Most likely, due to a lack of (additional) data and other resources, it will be impossible to run dynamic models on all sites in Europe for which critical loads are calculated at present (about 1.5 million). However, the selection of the subset or sub-regions of sites, at which dynamic models are applied in support of integrated assessments, has to be representative enough to allow comparison with results obtained with critical loads.

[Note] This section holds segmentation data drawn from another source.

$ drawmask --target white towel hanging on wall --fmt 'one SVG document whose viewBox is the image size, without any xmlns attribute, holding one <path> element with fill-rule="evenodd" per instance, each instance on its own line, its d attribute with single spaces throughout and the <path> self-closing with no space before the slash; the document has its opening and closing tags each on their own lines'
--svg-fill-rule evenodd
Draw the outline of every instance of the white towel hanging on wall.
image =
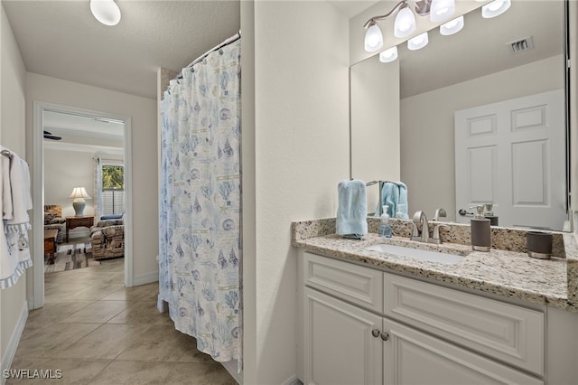
<svg viewBox="0 0 578 385">
<path fill-rule="evenodd" d="M 33 208 L 28 164 L 0 146 L 0 197 L 3 229 L 0 231 L 0 288 L 14 286 L 33 265 L 28 230 L 28 210 Z"/>
</svg>

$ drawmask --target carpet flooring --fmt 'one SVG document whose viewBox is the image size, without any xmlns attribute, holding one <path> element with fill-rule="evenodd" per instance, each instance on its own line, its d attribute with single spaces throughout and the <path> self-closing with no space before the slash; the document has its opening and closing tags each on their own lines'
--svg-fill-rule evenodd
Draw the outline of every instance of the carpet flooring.
<svg viewBox="0 0 578 385">
<path fill-rule="evenodd" d="M 69 243 L 57 246 L 54 263 L 48 263 L 48 256 L 44 256 L 44 274 L 73 270 L 98 265 L 92 258 L 89 239 L 72 239 Z"/>
</svg>

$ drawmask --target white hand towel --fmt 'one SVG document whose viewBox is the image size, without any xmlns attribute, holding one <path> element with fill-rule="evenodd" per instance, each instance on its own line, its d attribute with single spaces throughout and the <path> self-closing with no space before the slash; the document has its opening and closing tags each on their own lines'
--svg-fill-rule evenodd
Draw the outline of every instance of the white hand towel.
<svg viewBox="0 0 578 385">
<path fill-rule="evenodd" d="M 10 216 L 12 216 L 12 198 L 11 196 L 5 198 L 6 191 L 10 192 L 10 159 L 0 155 L 0 197 L 2 197 L 3 215 L 6 212 L 5 207 L 9 206 Z M 8 202 L 6 202 L 6 201 Z M 5 221 L 3 221 L 3 229 L 0 231 L 0 289 L 15 285 L 18 277 L 23 272 L 18 259 L 18 254 L 11 253 L 8 249 L 6 234 L 5 233 Z"/>
</svg>

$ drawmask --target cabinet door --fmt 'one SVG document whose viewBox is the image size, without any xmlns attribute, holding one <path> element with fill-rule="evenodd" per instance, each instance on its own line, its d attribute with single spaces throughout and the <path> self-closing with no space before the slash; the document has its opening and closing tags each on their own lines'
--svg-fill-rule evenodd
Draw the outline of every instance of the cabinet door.
<svg viewBox="0 0 578 385">
<path fill-rule="evenodd" d="M 304 383 L 381 384 L 382 318 L 310 287 L 304 288 Z"/>
<path fill-rule="evenodd" d="M 523 384 L 544 381 L 508 366 L 384 319 L 384 383 L 396 385 Z"/>
</svg>

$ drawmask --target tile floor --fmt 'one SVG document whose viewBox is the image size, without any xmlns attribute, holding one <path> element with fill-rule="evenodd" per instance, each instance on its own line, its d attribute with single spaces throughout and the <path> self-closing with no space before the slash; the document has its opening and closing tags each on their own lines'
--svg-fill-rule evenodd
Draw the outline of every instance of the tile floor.
<svg viewBox="0 0 578 385">
<path fill-rule="evenodd" d="M 12 370 L 61 379 L 6 384 L 236 384 L 195 339 L 156 310 L 158 284 L 125 288 L 124 261 L 45 276 L 45 304 L 30 312 Z"/>
</svg>

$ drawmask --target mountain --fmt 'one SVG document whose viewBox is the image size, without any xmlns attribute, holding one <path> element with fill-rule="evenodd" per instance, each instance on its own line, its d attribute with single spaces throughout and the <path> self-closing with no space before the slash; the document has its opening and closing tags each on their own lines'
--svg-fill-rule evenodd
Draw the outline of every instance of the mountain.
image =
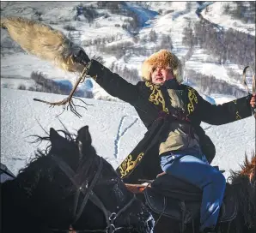
<svg viewBox="0 0 256 233">
<path fill-rule="evenodd" d="M 220 94 L 245 95 L 242 69 L 255 67 L 255 2 L 1 2 L 1 15 L 61 30 L 131 83 L 140 80 L 146 57 L 170 50 L 184 64 L 186 82 L 216 102 Z M 26 54 L 1 29 L 1 87 L 33 89 L 32 72 L 62 83 L 77 79 Z M 119 101 L 91 82 L 91 98 Z"/>
<path fill-rule="evenodd" d="M 185 83 L 211 104 L 245 96 L 241 71 L 255 67 L 254 1 L 1 2 L 5 16 L 27 17 L 62 31 L 131 83 L 140 80 L 146 57 L 160 49 L 172 51 L 184 65 Z M 55 117 L 62 107 L 49 108 L 33 99 L 61 100 L 76 79 L 27 54 L 1 29 L 1 161 L 15 174 L 37 148 L 27 136 L 45 134 L 40 124 L 46 131 L 62 128 Z M 250 73 L 247 82 L 251 88 Z M 93 105 L 79 109 L 82 118 L 64 111 L 59 119 L 71 132 L 89 125 L 98 153 L 117 167 L 146 128 L 129 105 L 93 79 L 82 83 L 76 94 Z M 222 126 L 203 124 L 216 146 L 214 164 L 225 169 L 226 176 L 229 169 L 239 169 L 245 152 L 255 150 L 254 126 L 253 117 Z"/>
</svg>

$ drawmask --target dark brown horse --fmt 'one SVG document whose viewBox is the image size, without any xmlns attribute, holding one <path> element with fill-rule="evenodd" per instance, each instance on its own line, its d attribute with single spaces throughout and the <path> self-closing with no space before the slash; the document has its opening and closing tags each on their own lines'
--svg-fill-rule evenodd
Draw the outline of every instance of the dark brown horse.
<svg viewBox="0 0 256 233">
<path fill-rule="evenodd" d="M 113 168 L 96 155 L 88 128 L 51 128 L 46 152 L 1 184 L 3 233 L 151 233 L 154 219 Z"/>
</svg>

Dynamic models of acidification are based on the same principles as steady-state models: The charge balance of the ions in the soil solution, mass balances of the various ions, and equilibrium equations. However, whereas in steady-state models only infinite sources and sinks are considered (such as base cation weathering), the inclusion of the finite sources and sinks of major ions into the structure of dynamic models is crucial, since they determine the long-term (slow) changes in soil (solution) chemistry. The three most important processes involving finite buffers and time-dependent sources/sinks are cation exchange, nitrogen retention and sulphate adsorption.

Cation exchange is characterised by two quantities: cation exchange capacity (CEC), the total number of exchange sites (a soil property), and base saturation, the fraction of those sites occupied by base cations at any given time. After an increase in acidifying input, cation exchange (initially) delays the decrease in the acid neutralisation capacity (ANC) by releasing base cations from the exchange complex, thus delaying the acidification of the soil solution until a new equilibrium is reached (at a lower base saturation). On the other hand, cation exchange delays recovery since ‘extra’ base cations are needed to replenish base saturation instead of increasing the ANC of the soil solution. Detailed discussions and early model formulations of cation exchange reactions in the context of soil acidification can be found in Reuss (1980, 1983) and Reuss and Johnson (1986).

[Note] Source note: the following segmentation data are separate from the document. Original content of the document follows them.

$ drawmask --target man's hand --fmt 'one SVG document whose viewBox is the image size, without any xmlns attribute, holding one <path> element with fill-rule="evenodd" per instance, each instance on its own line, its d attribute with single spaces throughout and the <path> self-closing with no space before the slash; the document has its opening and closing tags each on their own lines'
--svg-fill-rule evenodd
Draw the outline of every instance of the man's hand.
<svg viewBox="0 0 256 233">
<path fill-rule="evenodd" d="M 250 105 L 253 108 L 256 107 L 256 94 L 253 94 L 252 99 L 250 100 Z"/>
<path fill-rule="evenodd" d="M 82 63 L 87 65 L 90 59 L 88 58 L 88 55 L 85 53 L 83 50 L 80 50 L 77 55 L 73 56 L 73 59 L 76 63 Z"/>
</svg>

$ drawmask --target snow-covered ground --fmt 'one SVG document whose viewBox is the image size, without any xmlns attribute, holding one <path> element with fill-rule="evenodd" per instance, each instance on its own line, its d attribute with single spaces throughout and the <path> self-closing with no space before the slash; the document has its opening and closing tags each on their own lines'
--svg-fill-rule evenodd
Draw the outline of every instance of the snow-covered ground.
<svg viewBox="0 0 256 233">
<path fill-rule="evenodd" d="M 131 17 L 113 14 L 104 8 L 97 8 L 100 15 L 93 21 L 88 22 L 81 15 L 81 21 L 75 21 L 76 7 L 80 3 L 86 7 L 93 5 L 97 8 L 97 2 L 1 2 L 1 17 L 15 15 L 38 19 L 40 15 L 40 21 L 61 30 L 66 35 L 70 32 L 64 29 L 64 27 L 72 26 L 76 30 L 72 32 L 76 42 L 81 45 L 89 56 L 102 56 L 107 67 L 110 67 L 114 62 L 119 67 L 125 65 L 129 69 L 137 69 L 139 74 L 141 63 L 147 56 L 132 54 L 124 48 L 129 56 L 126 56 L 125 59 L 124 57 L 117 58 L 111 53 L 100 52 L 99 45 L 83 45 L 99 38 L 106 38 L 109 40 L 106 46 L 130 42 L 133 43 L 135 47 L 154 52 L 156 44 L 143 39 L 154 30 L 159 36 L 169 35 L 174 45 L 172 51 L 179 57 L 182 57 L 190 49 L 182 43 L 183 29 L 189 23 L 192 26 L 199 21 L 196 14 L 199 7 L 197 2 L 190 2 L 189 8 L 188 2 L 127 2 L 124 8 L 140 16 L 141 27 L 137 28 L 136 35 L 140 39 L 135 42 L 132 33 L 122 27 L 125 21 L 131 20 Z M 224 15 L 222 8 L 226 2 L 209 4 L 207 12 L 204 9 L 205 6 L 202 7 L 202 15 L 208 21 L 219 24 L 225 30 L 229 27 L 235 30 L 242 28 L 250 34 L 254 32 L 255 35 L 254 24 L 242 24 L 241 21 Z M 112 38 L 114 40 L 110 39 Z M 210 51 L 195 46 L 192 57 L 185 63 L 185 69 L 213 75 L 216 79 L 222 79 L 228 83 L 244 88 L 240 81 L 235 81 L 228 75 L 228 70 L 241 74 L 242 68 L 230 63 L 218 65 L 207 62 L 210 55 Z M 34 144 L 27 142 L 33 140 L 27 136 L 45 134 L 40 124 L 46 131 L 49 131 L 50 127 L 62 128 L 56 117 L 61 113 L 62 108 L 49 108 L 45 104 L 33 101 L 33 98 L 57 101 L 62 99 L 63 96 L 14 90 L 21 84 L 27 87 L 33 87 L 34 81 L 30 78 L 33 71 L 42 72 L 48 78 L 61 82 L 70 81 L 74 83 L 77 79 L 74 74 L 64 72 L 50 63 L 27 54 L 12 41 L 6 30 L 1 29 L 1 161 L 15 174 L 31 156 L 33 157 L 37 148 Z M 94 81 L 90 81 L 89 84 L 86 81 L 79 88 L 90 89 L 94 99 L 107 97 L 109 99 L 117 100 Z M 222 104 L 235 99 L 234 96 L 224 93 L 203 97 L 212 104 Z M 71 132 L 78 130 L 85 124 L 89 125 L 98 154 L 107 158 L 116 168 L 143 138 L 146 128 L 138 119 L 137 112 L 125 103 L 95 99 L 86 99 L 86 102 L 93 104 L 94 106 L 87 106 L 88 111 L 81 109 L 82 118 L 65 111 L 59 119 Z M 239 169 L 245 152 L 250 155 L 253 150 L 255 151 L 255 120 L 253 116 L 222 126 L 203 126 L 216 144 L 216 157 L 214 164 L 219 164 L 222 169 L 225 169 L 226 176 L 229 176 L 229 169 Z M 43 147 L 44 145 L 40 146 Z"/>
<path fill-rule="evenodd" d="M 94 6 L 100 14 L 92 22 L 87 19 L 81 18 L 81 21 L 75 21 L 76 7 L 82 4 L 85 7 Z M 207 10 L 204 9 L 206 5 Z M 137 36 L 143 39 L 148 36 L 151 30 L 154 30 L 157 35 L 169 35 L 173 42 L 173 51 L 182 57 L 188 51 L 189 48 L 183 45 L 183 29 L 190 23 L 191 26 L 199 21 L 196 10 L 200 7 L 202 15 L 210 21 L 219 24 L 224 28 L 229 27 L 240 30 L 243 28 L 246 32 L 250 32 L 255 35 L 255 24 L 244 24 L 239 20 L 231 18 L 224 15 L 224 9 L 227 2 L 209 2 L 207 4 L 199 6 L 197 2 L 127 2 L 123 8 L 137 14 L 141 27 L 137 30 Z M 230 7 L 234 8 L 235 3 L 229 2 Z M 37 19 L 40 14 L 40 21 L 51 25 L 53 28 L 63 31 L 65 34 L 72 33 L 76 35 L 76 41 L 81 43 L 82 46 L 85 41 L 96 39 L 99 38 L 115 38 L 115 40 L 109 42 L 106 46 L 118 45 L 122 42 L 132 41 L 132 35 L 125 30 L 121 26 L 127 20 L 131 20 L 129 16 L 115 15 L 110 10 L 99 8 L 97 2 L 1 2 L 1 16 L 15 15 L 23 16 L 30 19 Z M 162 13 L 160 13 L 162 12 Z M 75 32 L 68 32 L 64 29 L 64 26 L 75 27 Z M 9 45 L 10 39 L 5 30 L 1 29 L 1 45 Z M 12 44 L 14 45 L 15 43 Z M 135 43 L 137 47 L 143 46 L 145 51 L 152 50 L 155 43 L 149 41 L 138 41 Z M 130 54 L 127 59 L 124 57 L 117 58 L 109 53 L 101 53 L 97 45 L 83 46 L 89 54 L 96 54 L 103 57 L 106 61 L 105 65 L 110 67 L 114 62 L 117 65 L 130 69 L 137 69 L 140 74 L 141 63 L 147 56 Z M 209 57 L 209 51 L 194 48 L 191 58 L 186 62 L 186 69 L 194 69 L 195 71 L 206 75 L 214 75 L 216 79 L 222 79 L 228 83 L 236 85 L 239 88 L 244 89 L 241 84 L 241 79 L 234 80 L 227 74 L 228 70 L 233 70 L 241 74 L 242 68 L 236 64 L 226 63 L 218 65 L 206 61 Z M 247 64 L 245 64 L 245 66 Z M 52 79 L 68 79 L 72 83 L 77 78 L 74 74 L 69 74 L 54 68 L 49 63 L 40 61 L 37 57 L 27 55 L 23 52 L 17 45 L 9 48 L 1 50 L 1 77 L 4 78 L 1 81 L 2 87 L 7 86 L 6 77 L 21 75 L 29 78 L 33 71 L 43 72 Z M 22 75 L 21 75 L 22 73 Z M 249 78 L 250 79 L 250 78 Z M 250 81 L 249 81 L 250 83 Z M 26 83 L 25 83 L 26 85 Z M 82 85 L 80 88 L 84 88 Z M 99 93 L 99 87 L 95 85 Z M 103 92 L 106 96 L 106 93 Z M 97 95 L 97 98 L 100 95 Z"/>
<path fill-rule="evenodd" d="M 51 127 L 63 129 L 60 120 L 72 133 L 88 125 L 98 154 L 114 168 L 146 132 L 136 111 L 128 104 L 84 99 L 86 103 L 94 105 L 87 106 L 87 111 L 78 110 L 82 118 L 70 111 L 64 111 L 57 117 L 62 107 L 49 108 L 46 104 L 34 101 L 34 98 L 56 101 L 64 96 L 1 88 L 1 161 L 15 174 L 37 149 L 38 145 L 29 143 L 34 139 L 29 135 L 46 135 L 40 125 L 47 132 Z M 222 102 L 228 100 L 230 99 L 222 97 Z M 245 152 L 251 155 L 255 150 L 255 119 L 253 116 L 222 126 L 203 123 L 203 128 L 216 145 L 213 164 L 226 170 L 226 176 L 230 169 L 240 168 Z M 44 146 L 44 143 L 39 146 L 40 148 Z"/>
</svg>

Finite nitrogen sinks: In the calculation of critical loads the net input of nitrogen is assumed constant over time or, in case of denitrification, a function of the (constant) N deposition. However, it is well known that the amount of N immobilised is in most cases larger than the long-term sustainable (‘acceptable’) immobilisation rate used in critical load calculations. Observational and experimental evidence (e.g. Gundersen et al. 1998a) shows a correlation between the C/N-ratio and the amount of N retained in the soil organic layer. This correlation can been used to formulate simple models of N immobilisation in which the amount of N retained is a function of the prevailing C/N-ratio, which in turn is updated by the amount retained. Such an approach is described below and used in the SMART model (De Vries et al. 1994), the MERLIN model (Cosby et al. 1997) and in version 7 of the MAGIC model (Cosby et al. 2001).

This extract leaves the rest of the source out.